There are two areas of vulnerability; one is the typical issue with devices or software. There are reports that part of the program included attacks on Cisco servers. This wouldn’t be surprising, given the central role Cisco plays in enabling the internet, and China has long focused on breaching Cisco’s intellectual property and cracking their security protocols.
But the unique situation here involves this “back door” that all communications companies are obligated by the federal government to include in their networks. The rationale is understandable; law enforcement and intelligence agencies want to be able to access private communications if they suspect a crime is being committed. The existence of such a concentration of activity under a single technical and legal program creates a huge opportunity for failure on a massive scale. The government tends to pursue “fail safe” systems that are critical but extremely well secured. The problem is, when that security is breached, you can have catastrophic consequences.
Analyze the effectiveness of the Communications Assistance for Law Enforcement Act.
From an intelligence and law enforcement point of view, the law has been very effective. What agency wouldn’t want guaranteed access to the private communications of every suspect?
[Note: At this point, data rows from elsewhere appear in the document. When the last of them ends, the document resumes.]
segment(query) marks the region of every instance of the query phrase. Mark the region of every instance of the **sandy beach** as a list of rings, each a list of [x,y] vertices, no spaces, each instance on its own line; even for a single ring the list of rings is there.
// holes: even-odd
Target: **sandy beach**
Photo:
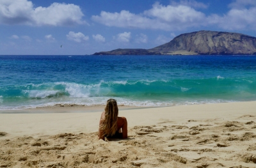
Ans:
[[[119,109],[128,139],[106,141],[104,107],[2,111],[0,167],[256,167],[256,102]]]

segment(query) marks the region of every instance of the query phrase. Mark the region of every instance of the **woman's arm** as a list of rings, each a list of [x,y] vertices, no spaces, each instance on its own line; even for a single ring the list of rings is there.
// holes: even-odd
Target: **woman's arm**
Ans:
[[[102,120],[100,120],[100,124],[99,126],[99,139],[102,139],[104,141],[104,136],[103,135],[103,130],[100,130],[100,125],[102,123]]]
[[[126,118],[118,117],[117,120],[117,127],[118,130],[122,128],[122,138],[127,139],[128,137],[128,123]]]
[[[100,123],[99,125],[99,139],[102,139],[104,141],[104,136],[103,135],[104,132],[100,130],[100,125],[103,122],[103,119],[105,118],[105,112],[101,114]]]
But the CALEA law (and the related FISA) doesn’t just require carriers to make their communications available, it also requires carriers to ensure the privacy and security of the intercepts; that is, they must make sure that the intercepted conversations, emails and other communications are held securely by the carrier.
It’s fine to make this demand, but the carriers have never been perfect in securing their own networks, especially against state actors. The very creation of these back doors makes their jobs much harder and makes the costs of failure even greater. If a bad actor can obtain access to the back doors that are mandated, they have everything.
Assess how U.S. government agencies and telecoms can prevent future cybersecurity lapses.
There are a few areas that need to be remedied. One key is to move away from “fail safe” and focus on “safe fail” systems. Networks must be designed so that when the inevitable breach occurs the damage isn’t catastrophic.
Of course, private carriers and equipment makers need to up their game. Security has always taken a back seat to revenues and profits, which makes sense for companies that are driven to earn returns for their shareholders, but the laws need to define higher standards and compel compliance with stronger security practices. For example, let’s see “encryption by default” become the model.
Lastly, we need to recognize that no defenses can protect against all state actors. A strong argument can be made that the federal government needs to end its demands that carriers leave their networks open to legal intercept. Some companies, like Apple, value customer security over government access. This may frustrate government agencies, who point out that there is also a degree of anti-competitive market power that can go with such practices, but it also protects the country against the risk of a complete shutdown of all networked services. Closing that back door would be a steep price to pay in terms of counterintel, and it increases the risk of anti-competitive practices, but it may be necessary.